Ari, me puxou mais pra perto deixando nossos corpos mais perto, aproximou seus lábios da minha nuca seguindo para meu ouvido.

– Não posso esperar a eternidade por você, cavaleiros de armadura não existem eu não sou um cavaleiro, sou apenas um garoto tolo apaixonado por uma doce garota perdida e com medo de se envolver.

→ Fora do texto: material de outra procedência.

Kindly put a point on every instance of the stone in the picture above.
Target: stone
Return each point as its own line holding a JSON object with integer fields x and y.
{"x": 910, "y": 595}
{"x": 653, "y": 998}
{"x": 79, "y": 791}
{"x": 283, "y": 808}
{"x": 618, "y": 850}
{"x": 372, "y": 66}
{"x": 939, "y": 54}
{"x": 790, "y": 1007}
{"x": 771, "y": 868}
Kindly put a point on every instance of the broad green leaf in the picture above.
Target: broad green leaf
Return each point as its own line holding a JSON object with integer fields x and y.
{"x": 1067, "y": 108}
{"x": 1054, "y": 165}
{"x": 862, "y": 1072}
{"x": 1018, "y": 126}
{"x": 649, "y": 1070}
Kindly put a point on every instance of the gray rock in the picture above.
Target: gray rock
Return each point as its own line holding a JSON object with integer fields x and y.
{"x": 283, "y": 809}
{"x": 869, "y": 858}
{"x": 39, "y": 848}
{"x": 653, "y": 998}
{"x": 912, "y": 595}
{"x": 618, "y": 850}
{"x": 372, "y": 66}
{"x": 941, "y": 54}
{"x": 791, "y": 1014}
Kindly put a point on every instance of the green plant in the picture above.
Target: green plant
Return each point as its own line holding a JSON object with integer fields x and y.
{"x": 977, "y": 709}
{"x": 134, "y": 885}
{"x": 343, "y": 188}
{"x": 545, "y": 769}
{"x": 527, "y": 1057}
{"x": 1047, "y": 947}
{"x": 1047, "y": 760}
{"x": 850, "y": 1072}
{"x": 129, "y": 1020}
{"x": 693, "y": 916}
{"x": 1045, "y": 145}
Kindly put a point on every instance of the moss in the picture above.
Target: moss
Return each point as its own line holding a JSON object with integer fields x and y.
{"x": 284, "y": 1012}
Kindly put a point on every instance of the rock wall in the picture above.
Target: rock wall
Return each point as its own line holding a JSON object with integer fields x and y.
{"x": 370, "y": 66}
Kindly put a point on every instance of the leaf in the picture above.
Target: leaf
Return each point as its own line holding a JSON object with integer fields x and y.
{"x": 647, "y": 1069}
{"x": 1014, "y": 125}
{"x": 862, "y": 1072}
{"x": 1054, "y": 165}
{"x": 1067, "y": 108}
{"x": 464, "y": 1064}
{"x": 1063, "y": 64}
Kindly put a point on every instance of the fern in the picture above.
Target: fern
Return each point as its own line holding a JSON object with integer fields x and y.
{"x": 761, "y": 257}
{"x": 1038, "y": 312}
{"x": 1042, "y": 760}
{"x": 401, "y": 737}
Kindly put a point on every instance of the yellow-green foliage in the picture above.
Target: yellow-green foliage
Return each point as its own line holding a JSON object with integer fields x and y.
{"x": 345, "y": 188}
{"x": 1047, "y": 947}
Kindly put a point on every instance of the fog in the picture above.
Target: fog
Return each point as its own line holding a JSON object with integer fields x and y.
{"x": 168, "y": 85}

Não percebi, mas meus olhos estavam marejados, foi então que peguei seu rosto encarei aqueles olhos misterioso e lentamente me aproximei dos seus lábios para o beijo que tiraria o chão dos meus pés.

–Eu não quero nenhum cavaleiro, não gosto de príncipes nem sapos, gosto do concreto, gosto do que posso tocar, e eu posso tocar em você Ari, eu só não queria.
– Ás vezes querer não é poder minha querida Brisa.

Não pensei que aquele garoto poderia mexer tanto comigo quanto estava, não só nos meus pensamentos agora Ari estava me deixando sem ar, sem força para pensar, já não agia mais com raciocino era apenas meu corpo e o desejo selvagem que dominava meu ser. Quando aquele beijo quente e doce terminou Ari com os lábios ainda sobre os meus falou:

– Você achou que não conseguiria fazer isso não é, mas fique surpresa Ari, pois eu sou forte e eu posso fazer isso também.



Será este o fim?

Eu não sei o que acontecera entre Brisa e Ari, nada é certo, tudo é duvidoso quando se trata desses dois. Brisa a garota medrosa que luta pra não deixar Ari entrar em seu coração, e Ari o garoto persistente e encantador que só deseja estar no coração de Brisa. Estou curiosa para saber como esses dois vão fazer, mas eu ainda não sei quais serão seus passos.


P.s: Essa Fanfic conto, crônica ou qualquer nome que você queira dar, ou eu chama-la é criação minha. Por favor respeite os direitos autorais dela.

P.s.s: Fazia um tempo que queria criar uma história que se passasse numa biblioteca, que envolvesse livros e música, mas nunca parava para escrever, no fim essa história só saiu do meu pensamento logo após um sonho, então eu peguei-o enfeitei aqui e ali e no final saiu a história do "Garoto da Biblioteca", o "Garoto que passeou nos meus sonhos".